The statement also noted that of the 12,000 or so individuals who develop mesothelioma worldwide each year, about half of them have tumors characterized by BAP1 loss-of-function. BAP1 is a gene that is found in chromosome #3, usually able to suppress cell growth and suppress metastases as well.
However, when it is not working properly, those functions do not happen. One sees mutations in this gene in a number of different types of cancer, not just mesothelioma.
Epizyme is also conducting clinical trials among patients who have other kinds of cancer, including non-Hodgkins lymphoma, and is beginning a Phase I trial of Tazemetostat in children with certain genetically-defined solid tumors.
Currently, Alimta – manufactured by Eli Lilly – is the first line treatment of choice for individuals with malignant pleural mesothelioma, the most common form of asbestos-related cancer. Alimta was approved by the FDA a dozen years ago and is used in tandem with a platinum-based chemotherapy agent, such as cisplatin or carboplatin.
Patients with mesothelioma, in general, currently have few choices of treatment protocol for their disease. Though some are living longer these days, thanks to moderate advances in therapies, the average life span on an individual with pleural mesothelioma remains at 8 to 14 months from the time of diagnosis.

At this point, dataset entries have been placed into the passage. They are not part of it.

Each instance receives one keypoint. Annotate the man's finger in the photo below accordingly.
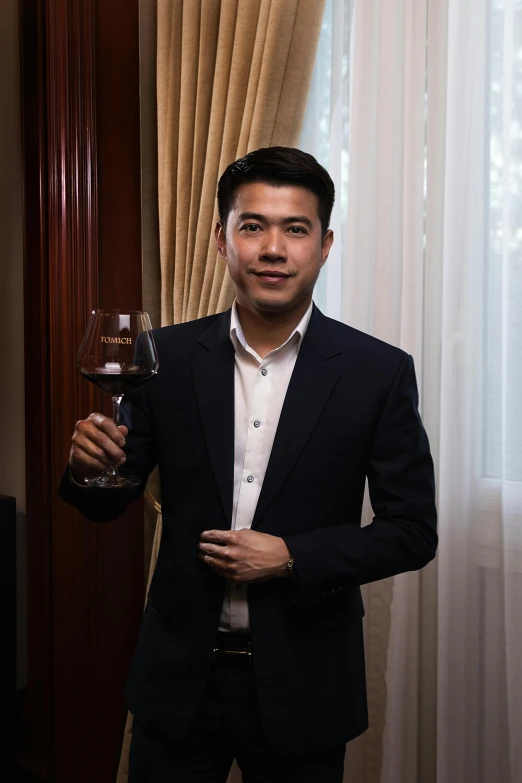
(99, 440)
(108, 426)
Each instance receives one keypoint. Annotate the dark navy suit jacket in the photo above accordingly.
(350, 413)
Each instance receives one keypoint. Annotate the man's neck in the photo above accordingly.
(264, 332)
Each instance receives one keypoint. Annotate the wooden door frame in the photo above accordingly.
(82, 249)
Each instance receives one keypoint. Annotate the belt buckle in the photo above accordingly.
(239, 655)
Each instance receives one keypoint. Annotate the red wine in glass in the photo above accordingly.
(118, 354)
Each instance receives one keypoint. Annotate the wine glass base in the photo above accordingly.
(107, 481)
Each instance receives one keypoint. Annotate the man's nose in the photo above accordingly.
(274, 246)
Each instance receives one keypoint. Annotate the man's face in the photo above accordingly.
(274, 247)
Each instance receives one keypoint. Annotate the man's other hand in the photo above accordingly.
(96, 445)
(244, 555)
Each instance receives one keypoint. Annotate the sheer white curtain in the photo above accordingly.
(416, 110)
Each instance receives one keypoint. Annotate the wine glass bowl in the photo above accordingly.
(117, 354)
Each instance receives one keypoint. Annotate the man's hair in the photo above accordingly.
(277, 166)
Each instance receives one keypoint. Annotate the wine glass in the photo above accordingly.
(117, 354)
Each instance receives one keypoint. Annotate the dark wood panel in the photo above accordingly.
(82, 231)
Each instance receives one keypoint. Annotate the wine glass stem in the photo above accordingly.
(116, 408)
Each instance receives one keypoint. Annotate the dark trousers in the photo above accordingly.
(228, 726)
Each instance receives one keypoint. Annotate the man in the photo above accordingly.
(266, 421)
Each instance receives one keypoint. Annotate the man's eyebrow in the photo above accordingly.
(263, 218)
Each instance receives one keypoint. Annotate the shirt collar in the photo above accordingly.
(237, 336)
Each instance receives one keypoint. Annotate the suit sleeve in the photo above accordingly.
(402, 535)
(104, 505)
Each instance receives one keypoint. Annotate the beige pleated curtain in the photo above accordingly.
(232, 76)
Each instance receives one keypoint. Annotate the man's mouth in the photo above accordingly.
(271, 273)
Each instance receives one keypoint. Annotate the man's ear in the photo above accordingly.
(326, 245)
(219, 234)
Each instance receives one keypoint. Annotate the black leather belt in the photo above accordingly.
(233, 648)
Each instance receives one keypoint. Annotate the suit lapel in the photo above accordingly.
(310, 386)
(213, 373)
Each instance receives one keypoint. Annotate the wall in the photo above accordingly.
(12, 431)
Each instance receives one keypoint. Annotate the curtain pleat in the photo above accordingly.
(232, 76)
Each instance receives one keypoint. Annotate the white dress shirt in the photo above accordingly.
(260, 389)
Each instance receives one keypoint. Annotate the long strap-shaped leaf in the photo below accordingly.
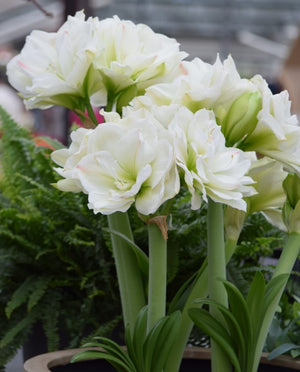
(214, 329)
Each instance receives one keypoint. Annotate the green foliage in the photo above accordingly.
(56, 266)
(237, 336)
(145, 352)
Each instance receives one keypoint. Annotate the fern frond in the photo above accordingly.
(39, 288)
(23, 324)
(20, 296)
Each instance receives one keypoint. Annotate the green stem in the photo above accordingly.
(128, 272)
(157, 275)
(285, 265)
(216, 273)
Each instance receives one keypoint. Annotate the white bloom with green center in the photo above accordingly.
(123, 162)
(277, 133)
(92, 59)
(68, 159)
(54, 68)
(203, 85)
(268, 176)
(134, 55)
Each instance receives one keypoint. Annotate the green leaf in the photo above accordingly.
(140, 255)
(96, 354)
(165, 341)
(255, 301)
(213, 328)
(239, 341)
(113, 349)
(139, 336)
(274, 287)
(179, 300)
(239, 309)
(151, 343)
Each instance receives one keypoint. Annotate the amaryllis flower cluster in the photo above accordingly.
(140, 158)
(170, 124)
(92, 60)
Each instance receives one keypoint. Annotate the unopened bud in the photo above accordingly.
(291, 186)
(241, 119)
(291, 208)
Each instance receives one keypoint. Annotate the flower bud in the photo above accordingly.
(291, 186)
(241, 119)
(291, 209)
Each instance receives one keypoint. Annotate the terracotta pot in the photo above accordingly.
(195, 360)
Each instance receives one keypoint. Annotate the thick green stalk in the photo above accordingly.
(285, 265)
(199, 290)
(157, 275)
(216, 273)
(128, 272)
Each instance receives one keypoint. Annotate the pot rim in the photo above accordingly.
(43, 362)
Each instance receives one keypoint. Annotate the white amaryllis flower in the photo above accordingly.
(203, 85)
(122, 163)
(134, 55)
(68, 158)
(55, 68)
(277, 133)
(92, 59)
(268, 176)
(208, 167)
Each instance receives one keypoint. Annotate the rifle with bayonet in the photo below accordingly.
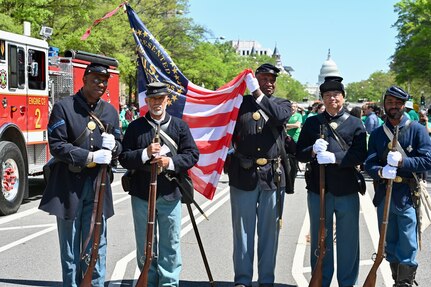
(316, 278)
(143, 277)
(96, 223)
(372, 275)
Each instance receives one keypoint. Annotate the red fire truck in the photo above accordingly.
(32, 78)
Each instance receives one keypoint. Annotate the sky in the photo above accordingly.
(359, 33)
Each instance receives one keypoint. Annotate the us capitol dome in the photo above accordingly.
(329, 68)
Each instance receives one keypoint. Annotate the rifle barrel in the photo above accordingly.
(316, 278)
(143, 277)
(370, 281)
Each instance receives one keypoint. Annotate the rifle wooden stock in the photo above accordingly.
(101, 186)
(316, 277)
(143, 277)
(96, 224)
(372, 275)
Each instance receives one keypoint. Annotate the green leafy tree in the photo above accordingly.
(371, 89)
(412, 58)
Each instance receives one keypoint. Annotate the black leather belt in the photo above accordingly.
(261, 161)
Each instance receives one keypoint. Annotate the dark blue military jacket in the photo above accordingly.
(138, 136)
(339, 177)
(67, 121)
(417, 145)
(254, 139)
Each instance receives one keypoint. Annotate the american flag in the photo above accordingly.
(211, 115)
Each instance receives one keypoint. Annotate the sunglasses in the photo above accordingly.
(98, 81)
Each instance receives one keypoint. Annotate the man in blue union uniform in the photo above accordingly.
(413, 155)
(80, 147)
(253, 169)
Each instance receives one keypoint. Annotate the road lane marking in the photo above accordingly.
(26, 227)
(120, 269)
(31, 211)
(51, 227)
(18, 215)
(298, 258)
(27, 238)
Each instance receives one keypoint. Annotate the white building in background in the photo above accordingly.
(247, 48)
(329, 68)
(250, 48)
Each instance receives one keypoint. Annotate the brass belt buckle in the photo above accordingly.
(261, 161)
(91, 165)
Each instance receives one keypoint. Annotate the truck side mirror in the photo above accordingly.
(34, 69)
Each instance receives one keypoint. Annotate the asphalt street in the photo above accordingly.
(29, 252)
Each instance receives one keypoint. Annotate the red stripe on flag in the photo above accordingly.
(212, 167)
(205, 188)
(217, 120)
(206, 147)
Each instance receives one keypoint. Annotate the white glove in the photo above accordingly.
(108, 141)
(325, 157)
(393, 158)
(389, 172)
(252, 83)
(320, 145)
(102, 156)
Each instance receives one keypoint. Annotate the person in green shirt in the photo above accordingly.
(293, 126)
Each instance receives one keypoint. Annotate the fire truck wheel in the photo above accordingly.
(13, 175)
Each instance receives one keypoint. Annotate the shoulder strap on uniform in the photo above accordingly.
(390, 135)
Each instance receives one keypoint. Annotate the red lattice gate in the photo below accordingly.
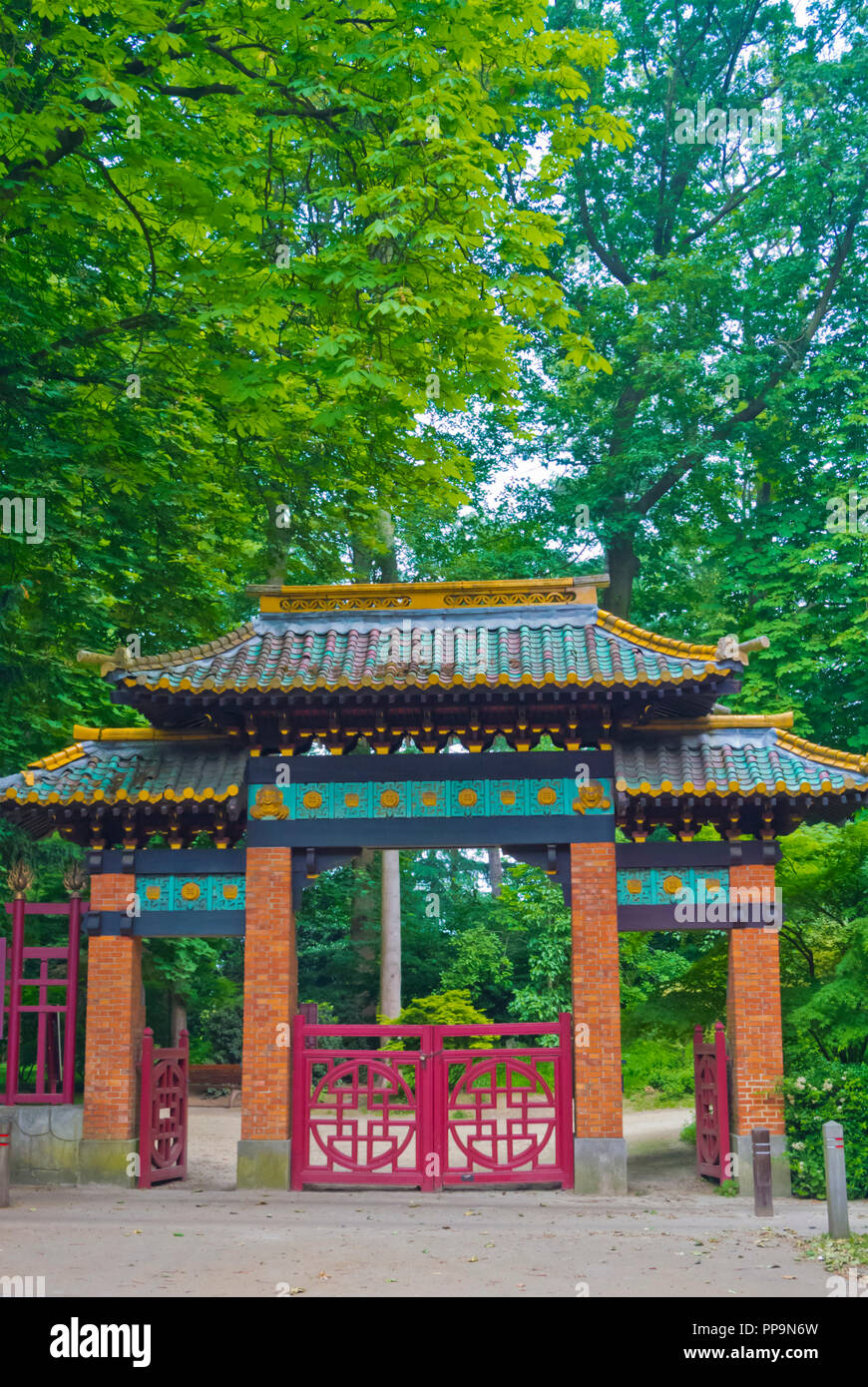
(711, 1103)
(431, 1114)
(40, 1010)
(163, 1114)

The peritoneal and pericardial forms of the disease can kill much more quickly.
Oncologists still consider mesothelioma to be one of the most difficult forms of cancer to treat successfully. Only a miniscule number of patients live past the 5-year mark and just a handful have survived longer than that.
The statistics are sad, especially because many (or even most) cases of mesothelioma could have been avoided had the use of asbestos been discontinued as soon as doctors and others realized how dangerous it was.
From the early decades of the 20th century, company physicians warned employers about the use of the mineral, noting the presence of lung-related illnesses in those who worked with it on a regular basis. But few heeded those warnings, preferring to save money by continuing with asbestos use rather than replacing the mineral with a more expensive – but safer – material.